Second, Sanchez and Beckmann say, the OS’s kernel needs at most a few thousand more lines of code. That’s not much of an addition, considering that Linux’s kernel in 2012 weighed in with 15 million lines and Apple’s and Microsoft’s kernels unofficially contained tens of millions more than that.

One of Jigsaw’s more prominent features is a software module, to be folded in with the OS, that the researchers call Peekahead. This module was adapted from the Lookahead Cache, developed more than a decade ago by Beijing computer scientists. Peekahead computes the best configuration of CPU caches based on the upcoming jobs it expects the cores to do in the coming clock cycles.

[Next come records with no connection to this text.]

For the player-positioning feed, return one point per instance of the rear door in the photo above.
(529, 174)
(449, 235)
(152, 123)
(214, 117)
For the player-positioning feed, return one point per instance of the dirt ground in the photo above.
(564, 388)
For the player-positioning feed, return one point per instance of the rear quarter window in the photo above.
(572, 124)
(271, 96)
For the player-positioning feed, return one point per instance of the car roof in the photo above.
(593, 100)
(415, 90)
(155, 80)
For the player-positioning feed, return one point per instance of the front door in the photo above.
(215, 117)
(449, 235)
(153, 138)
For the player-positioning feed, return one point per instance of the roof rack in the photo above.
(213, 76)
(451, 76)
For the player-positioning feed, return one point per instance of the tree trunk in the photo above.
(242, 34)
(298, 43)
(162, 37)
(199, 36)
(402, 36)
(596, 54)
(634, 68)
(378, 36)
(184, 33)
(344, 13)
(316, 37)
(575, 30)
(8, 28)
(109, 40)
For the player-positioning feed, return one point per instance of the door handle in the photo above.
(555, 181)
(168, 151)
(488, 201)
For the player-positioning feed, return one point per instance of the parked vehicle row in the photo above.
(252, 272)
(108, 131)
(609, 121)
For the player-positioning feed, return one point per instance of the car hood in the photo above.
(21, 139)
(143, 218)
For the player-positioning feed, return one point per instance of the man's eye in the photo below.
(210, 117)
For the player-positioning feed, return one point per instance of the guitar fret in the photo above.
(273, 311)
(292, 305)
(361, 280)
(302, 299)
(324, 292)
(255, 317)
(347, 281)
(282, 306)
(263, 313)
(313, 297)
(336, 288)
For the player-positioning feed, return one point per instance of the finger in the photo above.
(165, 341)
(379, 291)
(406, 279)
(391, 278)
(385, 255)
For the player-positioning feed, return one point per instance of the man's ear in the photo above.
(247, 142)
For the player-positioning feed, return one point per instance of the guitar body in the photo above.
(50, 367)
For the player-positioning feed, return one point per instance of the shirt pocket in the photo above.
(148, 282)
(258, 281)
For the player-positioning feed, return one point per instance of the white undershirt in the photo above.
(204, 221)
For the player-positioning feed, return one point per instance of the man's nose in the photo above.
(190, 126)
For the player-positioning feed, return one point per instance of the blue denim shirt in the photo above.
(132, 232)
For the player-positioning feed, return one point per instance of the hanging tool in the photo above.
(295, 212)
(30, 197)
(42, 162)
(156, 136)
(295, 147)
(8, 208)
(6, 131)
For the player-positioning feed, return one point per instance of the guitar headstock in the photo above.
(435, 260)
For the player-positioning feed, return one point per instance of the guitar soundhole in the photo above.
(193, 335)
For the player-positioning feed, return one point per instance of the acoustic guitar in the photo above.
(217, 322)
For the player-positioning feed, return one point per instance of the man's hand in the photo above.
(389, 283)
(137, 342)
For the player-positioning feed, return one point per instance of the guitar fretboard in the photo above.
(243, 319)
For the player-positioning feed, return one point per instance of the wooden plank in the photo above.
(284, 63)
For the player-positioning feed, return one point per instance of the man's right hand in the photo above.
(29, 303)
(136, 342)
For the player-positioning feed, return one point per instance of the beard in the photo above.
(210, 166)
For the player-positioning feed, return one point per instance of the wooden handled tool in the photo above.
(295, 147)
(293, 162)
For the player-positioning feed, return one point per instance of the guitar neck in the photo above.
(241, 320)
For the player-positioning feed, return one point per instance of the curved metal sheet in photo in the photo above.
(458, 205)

“When you let software be in charge, you have to be careful of your overhead,” Sanchez says. A poorly designed cache management system, he says, might trim the cache to its optimum size and do it again every fraction of a second. But doing so taxes the CPU. And what’s the point of a CPU efficiency algorithm that requires extraordinary amounts of CPU time? “The exact solution is really expensive. So we have to come up with a quick way of getting the job done so that the overhead doesn’t negate the gains you get,” he says.

Linley Gwennap of the Linley Group, a semiconductor consulting firm based in Mountain View, Calif., says he’s impressed with Jigsaw but cautions that it’s not quite ready for chip-fab prime time. “The problem is generally that a scheme that’s effective on one processor may not be effective on another processor with a different hardware design,” he says. “Every time the processor changes, you have to redo your software, which customers generally don’t like.”

Sanchez counters that software applications and utilities would remain unaffected by Jigsaw. “Only the operating system code needs to be aware of that intimate knowledge of the hardware, like the topology of the different portions of the cache,” he says.

Jason Mars, an assistant professor of computer science at the University of Michigan, says Jigsaw works well as a proof of concept, which he says chipmakers might adapt as they see fit.

“The crisp novelty in this work has to do with the codesign between hardware and software,” Mars says. “Much of the prior work was biased in one direction. More was expected to be done in hardware, and there was a little bit less flexibility. Jigsaw really...builds a holistic system that spans both the hardware and the software.”